Man kann das ja auch in größerem politischem Rahmen sehen. Es gab in der jüngeren Vergangenheit größere politisch-gesellschaftliche Umwälzungen. Da war Österreich vielleicht ein bisschen schneller als Deutschland. Die Gesellschaften bewegen sich ja nach rechts.

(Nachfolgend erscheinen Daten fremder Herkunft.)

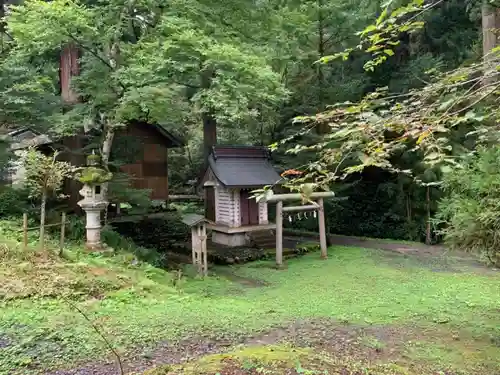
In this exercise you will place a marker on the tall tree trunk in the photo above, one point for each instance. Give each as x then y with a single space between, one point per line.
322 127
208 117
68 69
490 19
42 220
2 25
209 134
107 144
428 238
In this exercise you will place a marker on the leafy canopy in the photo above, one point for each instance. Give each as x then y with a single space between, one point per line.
149 60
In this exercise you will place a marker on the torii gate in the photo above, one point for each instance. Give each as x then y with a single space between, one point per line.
317 206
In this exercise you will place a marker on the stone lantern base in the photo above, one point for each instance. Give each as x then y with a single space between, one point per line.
93 224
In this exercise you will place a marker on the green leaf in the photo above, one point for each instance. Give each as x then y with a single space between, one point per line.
381 17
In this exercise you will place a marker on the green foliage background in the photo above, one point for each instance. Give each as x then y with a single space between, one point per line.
260 58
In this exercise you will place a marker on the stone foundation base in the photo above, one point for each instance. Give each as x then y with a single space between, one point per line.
229 239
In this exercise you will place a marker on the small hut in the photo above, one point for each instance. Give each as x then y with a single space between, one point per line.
232 172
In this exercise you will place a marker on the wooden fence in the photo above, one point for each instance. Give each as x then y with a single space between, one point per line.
26 229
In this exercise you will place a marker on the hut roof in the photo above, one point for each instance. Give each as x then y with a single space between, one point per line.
243 166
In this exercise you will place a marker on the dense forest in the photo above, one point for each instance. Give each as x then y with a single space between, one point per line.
391 104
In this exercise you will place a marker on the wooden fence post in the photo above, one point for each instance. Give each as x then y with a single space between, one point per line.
322 228
279 234
63 229
25 231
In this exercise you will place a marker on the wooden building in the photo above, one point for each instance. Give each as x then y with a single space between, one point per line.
147 164
228 180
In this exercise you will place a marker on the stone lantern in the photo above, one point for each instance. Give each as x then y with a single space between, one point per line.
93 203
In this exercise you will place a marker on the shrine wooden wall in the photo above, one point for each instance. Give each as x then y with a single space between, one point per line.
150 168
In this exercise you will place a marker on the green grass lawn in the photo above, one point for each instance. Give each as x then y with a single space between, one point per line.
447 318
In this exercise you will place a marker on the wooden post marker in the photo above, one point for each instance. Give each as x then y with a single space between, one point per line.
199 255
322 228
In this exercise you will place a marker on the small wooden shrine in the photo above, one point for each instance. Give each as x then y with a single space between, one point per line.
232 172
197 223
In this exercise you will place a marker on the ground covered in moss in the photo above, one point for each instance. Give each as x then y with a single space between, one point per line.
359 312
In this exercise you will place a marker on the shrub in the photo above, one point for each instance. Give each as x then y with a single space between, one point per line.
14 201
471 209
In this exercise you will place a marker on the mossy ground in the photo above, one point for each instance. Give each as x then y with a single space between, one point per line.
361 310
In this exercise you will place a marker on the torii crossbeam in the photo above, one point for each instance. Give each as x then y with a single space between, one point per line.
317 205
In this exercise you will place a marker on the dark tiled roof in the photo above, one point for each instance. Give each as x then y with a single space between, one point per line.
243 166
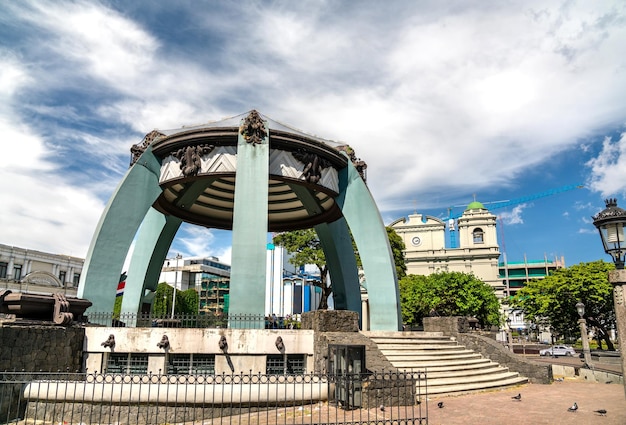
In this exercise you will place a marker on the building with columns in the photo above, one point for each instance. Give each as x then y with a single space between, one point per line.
37 272
477 251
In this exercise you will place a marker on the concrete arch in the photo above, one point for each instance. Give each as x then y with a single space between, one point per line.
129 216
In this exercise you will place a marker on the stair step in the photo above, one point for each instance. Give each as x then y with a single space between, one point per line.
419 347
455 380
449 367
464 372
483 364
479 386
430 354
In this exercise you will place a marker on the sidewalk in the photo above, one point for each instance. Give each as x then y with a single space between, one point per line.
540 404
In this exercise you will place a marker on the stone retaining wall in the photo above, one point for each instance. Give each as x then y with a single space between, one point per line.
31 347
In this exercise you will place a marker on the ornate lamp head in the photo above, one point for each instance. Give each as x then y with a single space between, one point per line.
610 223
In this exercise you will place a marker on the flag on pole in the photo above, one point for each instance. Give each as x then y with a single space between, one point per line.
121 284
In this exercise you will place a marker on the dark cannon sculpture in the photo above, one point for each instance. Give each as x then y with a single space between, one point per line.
57 308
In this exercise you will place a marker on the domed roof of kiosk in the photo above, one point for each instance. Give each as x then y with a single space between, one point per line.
207 199
475 206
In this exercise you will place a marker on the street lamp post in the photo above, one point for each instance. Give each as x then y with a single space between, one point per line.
580 308
509 335
610 223
178 257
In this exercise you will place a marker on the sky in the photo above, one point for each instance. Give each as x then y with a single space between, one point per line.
446 102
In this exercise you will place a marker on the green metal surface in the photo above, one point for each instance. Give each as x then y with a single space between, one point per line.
116 229
370 236
249 257
151 246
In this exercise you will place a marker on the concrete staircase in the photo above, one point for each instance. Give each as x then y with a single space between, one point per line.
450 367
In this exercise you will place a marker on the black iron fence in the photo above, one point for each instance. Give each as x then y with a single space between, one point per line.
95 398
241 321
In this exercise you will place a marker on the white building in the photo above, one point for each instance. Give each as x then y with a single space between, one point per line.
37 272
289 291
477 252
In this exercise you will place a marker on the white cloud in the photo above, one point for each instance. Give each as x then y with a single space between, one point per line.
608 169
438 101
514 216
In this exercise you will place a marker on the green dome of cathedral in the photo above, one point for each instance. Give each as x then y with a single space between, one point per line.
475 206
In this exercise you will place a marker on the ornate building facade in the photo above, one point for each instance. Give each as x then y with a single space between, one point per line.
477 252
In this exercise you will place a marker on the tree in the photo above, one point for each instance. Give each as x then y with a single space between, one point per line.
187 301
448 294
552 301
397 250
307 249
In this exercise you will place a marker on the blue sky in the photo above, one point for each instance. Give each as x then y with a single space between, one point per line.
445 101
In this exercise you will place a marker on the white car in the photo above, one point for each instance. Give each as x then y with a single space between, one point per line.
558 350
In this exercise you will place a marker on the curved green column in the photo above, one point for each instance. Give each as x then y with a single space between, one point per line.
370 236
152 243
341 262
116 229
249 252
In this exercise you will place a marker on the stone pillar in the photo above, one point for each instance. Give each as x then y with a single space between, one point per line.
618 279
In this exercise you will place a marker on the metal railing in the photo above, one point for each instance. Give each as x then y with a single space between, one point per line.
143 320
96 398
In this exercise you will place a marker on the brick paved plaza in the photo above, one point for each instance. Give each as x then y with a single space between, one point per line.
540 404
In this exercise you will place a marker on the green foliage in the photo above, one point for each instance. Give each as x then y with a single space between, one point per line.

Mittlerweile hat die Wirklichkeit den Roman eingeholt. Ich habe viele politische Zitate in meinen Roman eingebaut. In einer Zeitschrift, herausgeben von Norbert Hofer, dem rechten Präsidentschaftskandidaten der FPÖ, steht zum Beispiel der Satz: „Es ist doch immer das Gleiche mit den Dirndln, sie halten ihre gewollte Schwängerung später aus einer Laune heraus für einen sexistischen Übergriff.“ Mit solchen Zitaten arbeite ich. Darüber hinaus verwende ich auch Zitate aus Propagandafilmen. Es ist erschreckend, wie sehr sie aktuellen Zitaten ähneln. Gemeinsam haben sie diese Entmenschlichung, diese Verdinglichung. Damals wie heute spricht man von Parasiten oder von Frauen als Brutpflege-Betrieben. Es ist erschreckend, wie ähnlich das ist und wie sich heute die Grenzen immer mehr verschieben.

 

Wie ist denn die Rezeption Ihres Buches?

Von ganz vielen höre ich, das sei wie in ihrem Dorf. Ich bekomme auch sehr viele Zuschriften. Ein Leser hat mich als pathologische Nestbeschmutzerin beschimpft. In Österreich ist man sehr schnell eine Nestbeschmutzerin, wenn man hinter die Fassade schaut. Aber es ist mir ein Anliegen, hinter die Fassade zu schauen und nichts zu verschweigen. Die Gewalt ist ja nach wie vor ein Tabu-Thema, es wird nicht darüber geredet und jeder schaut weg. Aber ich will nicht wegschauen. Ich will ganz genau hinschauen, um das Tabu zu brechen.

 

Wir bedanken uns bei Petra Piuk für das Gespräch.